| If you use chroot to run something, it's interesting how the dynamic libs you need to get in place grows until you are mirroring a whole linux in a subtree. It gives you a sense for how you end up with containers. One thing that is wild to me is how nix solves this problem, of things needing to be linked together. It doesn't solve it with containers, but by rewriting the location of the links in the executable to be in the nix store. You can run LDD and see it in action. To me, all that points at containers being in some way a solution to Dynamic linking. And maybe an over the top solution. Should we be doing more static linking? Not even depending on libc? What are the challenges with that? |
The interesting thing about how Nix approaches the problem is to replace the concept of FHS almost entirely (only a couple binaries are linked to /) by hijacking PATH, and the linker configs like you mentioned.

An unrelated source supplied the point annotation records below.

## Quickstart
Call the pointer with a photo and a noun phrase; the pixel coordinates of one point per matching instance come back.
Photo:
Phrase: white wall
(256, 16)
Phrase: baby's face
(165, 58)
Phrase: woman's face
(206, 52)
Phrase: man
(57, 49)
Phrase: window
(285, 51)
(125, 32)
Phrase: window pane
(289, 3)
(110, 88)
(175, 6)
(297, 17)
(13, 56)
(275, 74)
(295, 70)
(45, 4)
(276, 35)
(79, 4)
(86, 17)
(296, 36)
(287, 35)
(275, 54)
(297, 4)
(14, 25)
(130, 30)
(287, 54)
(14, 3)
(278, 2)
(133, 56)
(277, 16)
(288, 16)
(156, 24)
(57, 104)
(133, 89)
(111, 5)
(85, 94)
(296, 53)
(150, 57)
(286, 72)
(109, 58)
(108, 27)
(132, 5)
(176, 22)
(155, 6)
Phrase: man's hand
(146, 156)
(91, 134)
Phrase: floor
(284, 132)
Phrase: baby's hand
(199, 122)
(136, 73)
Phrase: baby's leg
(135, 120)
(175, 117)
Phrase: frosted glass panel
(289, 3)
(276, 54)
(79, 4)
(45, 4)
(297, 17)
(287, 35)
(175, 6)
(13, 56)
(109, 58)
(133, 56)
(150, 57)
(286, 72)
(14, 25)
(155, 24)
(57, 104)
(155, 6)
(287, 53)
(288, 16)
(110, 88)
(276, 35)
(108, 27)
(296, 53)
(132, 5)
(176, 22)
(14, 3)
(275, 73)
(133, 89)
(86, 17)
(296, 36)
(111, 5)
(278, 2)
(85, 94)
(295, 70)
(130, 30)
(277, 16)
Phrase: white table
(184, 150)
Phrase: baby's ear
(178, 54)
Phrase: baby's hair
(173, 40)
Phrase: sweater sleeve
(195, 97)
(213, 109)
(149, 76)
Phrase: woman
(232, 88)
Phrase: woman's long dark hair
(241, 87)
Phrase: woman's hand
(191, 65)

The biggest difference being that the whole version-pinned dep tree is encoded in a nix package(and in the linker config of the binaries it produces) rather than just the package itself.
At some level you could say there is no "dynamic" runtime linking in nix, i.e the linker uses partially specified deps in a discovery phase, all of the link bindings happen at build time.
The FHS did attempt to solve the issue of multi-version dependencies with an interesting name and symlink setup, but they are usually still bound by fairly loose version constraints (like major version). Containers are a lot more like nix in this way, where deps are "resolved" at build time by the distro's package manager by virtue of controlling the process' filesystem.
This is one major issue with the reproducibility of container builds, the distro package managers are not deterministic, you could run a build back-to-back and get different deps depending on your timing(yes, even between test and build CI steps).